Dear Ian,

A comment regarding the GCC-in-C++ idea. In slide 16 you merely answer

  "C++ is too complicated!"

with

  "Maintainers will ensure that gcc continues to be maintainable."

C++ has, for example, 12 different ways to represent or invoke a function.
It has no buikt-in typesafe "enum"s. Sooner or later developers will think
more about
  "should this better be a member function or a static inline function?"
  or "how do I make dynamic_cast work with my enum sets?"
than about the algorithm they want to implement.

How can maintainers ensure this does not happen?

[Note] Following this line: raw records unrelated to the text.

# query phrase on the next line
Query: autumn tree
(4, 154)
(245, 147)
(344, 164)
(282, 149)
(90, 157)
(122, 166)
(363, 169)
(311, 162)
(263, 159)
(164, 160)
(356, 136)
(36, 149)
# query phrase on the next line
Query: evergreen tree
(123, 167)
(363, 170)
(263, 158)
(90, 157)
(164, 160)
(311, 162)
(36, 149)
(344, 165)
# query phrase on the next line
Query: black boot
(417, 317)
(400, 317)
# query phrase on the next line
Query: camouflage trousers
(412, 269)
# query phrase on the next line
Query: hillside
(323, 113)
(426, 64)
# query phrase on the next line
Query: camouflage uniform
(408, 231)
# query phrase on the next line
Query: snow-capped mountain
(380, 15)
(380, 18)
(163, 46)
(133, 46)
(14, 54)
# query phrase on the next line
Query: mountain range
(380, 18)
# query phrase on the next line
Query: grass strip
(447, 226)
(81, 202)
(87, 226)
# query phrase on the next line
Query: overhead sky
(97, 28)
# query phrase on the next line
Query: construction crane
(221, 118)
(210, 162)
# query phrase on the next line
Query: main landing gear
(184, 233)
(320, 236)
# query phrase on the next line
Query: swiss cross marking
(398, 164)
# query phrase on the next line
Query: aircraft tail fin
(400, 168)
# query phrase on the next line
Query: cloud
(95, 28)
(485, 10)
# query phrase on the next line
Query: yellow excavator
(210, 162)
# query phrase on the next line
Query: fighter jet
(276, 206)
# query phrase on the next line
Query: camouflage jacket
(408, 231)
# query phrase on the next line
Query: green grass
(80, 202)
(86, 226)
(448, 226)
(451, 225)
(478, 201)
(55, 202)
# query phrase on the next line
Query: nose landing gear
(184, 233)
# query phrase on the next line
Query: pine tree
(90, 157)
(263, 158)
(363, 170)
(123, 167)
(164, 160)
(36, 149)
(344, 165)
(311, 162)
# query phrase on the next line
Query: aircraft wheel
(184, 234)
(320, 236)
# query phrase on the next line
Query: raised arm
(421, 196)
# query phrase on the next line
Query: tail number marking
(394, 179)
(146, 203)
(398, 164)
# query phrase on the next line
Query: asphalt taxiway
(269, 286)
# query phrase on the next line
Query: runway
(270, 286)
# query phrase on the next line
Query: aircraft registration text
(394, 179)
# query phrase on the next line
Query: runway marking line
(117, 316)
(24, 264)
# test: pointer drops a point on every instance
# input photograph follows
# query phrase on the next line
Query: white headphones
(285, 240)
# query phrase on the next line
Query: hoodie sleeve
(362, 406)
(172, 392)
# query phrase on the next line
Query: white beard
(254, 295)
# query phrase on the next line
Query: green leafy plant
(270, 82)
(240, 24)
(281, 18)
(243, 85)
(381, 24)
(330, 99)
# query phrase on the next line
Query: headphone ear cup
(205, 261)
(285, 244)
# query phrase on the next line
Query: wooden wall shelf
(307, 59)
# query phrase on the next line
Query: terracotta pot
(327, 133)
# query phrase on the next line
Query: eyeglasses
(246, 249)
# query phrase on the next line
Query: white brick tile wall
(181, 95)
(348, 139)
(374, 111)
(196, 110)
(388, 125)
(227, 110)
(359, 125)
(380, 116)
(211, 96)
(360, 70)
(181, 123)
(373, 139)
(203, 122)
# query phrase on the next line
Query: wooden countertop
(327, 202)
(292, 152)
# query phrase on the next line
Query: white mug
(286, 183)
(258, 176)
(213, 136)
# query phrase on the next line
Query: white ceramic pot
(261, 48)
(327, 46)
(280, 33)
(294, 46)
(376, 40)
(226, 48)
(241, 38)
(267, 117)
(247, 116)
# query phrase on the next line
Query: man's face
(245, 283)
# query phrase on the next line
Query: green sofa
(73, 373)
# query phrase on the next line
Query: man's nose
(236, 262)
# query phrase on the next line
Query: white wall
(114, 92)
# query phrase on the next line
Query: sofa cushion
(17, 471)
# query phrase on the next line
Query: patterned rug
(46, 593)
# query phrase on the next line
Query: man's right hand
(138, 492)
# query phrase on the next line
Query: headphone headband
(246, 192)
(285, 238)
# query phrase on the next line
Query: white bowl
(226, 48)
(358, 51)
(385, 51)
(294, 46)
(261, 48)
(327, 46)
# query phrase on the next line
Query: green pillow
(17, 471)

You cannot pick a set of C++ features and say "we will only use these
elementary C++ features, not the complex ones". It won't work because

  1) The compiler forces the developers to use more and more advanced features.
     As soon as you want to use classes, you must learn about inline, const,
     constructors and destructors. People will request that you use namespaces.
     Multiple inheritance is not on your wishlist in the beginning, but you
     will likely use it sooner or later. You can be lucky if you avoid virtual
     inheritance...

  2) Year over year, advanced developers will start relying on even more fancy
     features: templates, exceptions, 'explicit' constructors, Koenig lookup,
     etc. Less advanced developers would like to say "no", but their voice
     doesn't count as much as the voice of advanced developers. So year after
     year, the full set of C++ features gets used.